Event propagation in Javascript

最后都变了- 提交于 2019-11-27 04:26:19

events almost always bubble up unless event.cancelBubble=true is set or event.stopPropagation() is used. You are only aware of it, though, when one of your event handlers gets tripped.

See http://en.wikipedia.org/wiki/DOM_events for a list of events which bubble. (Note: in the table of HTML events, cancelable refers to the effectiveness of event.preventDefault() or return false to cancel the default action, not bubbling)

Also see http://www.w3.org/TR/DOM-Level-2-Events/events.html#Events-flow, in particular 1.2.1 Basic Flow to understand the capture phase and bubbling phase of event propagation.

EDIT

http://mark-story.com/posts/view/speed-up-javascript-event-handling-with-event-delegation-and-bubbling suggests there is a performance gain by stopping propagation but provides no data.

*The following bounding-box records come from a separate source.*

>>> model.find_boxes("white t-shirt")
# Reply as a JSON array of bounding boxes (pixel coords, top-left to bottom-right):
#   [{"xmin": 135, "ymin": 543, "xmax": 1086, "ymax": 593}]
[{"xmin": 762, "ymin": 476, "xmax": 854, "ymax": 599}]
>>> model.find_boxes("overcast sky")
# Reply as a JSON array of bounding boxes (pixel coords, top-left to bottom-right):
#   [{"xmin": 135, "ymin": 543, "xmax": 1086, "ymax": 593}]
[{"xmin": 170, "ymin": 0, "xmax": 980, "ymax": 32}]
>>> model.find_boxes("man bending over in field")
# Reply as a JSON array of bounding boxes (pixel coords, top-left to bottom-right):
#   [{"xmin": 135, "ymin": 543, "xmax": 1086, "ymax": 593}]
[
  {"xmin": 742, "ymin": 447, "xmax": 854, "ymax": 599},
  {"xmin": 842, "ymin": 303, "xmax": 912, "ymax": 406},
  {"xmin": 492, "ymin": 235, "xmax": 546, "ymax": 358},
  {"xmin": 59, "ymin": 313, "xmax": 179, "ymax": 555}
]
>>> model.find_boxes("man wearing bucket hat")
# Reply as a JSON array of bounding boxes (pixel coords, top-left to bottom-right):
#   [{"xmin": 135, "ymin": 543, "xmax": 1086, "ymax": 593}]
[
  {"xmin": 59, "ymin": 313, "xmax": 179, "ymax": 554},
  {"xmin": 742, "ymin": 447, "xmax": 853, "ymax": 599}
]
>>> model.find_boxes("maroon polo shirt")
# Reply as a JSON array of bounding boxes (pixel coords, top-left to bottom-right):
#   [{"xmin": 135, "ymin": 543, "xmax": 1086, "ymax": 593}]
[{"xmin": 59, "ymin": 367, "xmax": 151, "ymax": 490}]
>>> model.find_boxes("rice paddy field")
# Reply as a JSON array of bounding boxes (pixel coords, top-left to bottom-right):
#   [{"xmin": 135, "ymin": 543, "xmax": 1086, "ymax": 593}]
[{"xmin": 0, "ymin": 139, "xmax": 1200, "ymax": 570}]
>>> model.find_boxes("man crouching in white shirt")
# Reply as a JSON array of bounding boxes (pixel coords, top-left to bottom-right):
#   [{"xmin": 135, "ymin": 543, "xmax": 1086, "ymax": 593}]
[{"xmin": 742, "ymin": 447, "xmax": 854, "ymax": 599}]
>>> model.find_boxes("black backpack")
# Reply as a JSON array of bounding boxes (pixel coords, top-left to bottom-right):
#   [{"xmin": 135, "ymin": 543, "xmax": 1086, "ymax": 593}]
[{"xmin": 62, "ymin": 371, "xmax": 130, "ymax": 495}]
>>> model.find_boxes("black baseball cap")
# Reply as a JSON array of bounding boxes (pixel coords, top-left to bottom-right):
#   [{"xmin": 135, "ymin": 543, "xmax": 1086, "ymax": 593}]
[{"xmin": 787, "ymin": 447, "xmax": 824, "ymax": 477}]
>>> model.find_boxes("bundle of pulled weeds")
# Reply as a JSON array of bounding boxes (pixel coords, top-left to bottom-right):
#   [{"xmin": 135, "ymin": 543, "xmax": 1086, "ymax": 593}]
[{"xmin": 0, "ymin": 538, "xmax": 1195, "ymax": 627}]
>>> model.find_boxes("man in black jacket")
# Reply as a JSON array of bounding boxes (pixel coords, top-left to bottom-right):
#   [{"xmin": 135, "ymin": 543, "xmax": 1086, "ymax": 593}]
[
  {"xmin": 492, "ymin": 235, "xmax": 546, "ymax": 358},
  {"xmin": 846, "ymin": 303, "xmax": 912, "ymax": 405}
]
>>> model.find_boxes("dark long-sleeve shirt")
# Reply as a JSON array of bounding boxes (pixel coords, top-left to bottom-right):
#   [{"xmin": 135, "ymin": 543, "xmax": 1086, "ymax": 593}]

http://groups.google.com/group/Google-Web-Toolkit/browse_thread/thread/a9af0aa4216a8046 suggests that browsers should be optimized for bubbling behaviour and says there should be no significant performance difference. Again no data.

http://developer.yahoo.com/performance/rules.html#events provides a good technique for improving event-handling performance, but doesn't directly talk about stopPropagation performance.

Ultimately, you'd have to profile the difference to get a good idea of the benefits on your site.

I suppose this behavior is already well optimized by browsers, so you won't be able to catch significant performance boost when stopping propagations (except, perhaps, for really-really complex nested DOM structures). If you are worried by performance and deal with lots of events, you may be interested in event delegation instead.

Also, you should remember your code should stay readable and self-explainable. stopPropagation() is a method used for certain purpose, so using it in every method could be really confusing.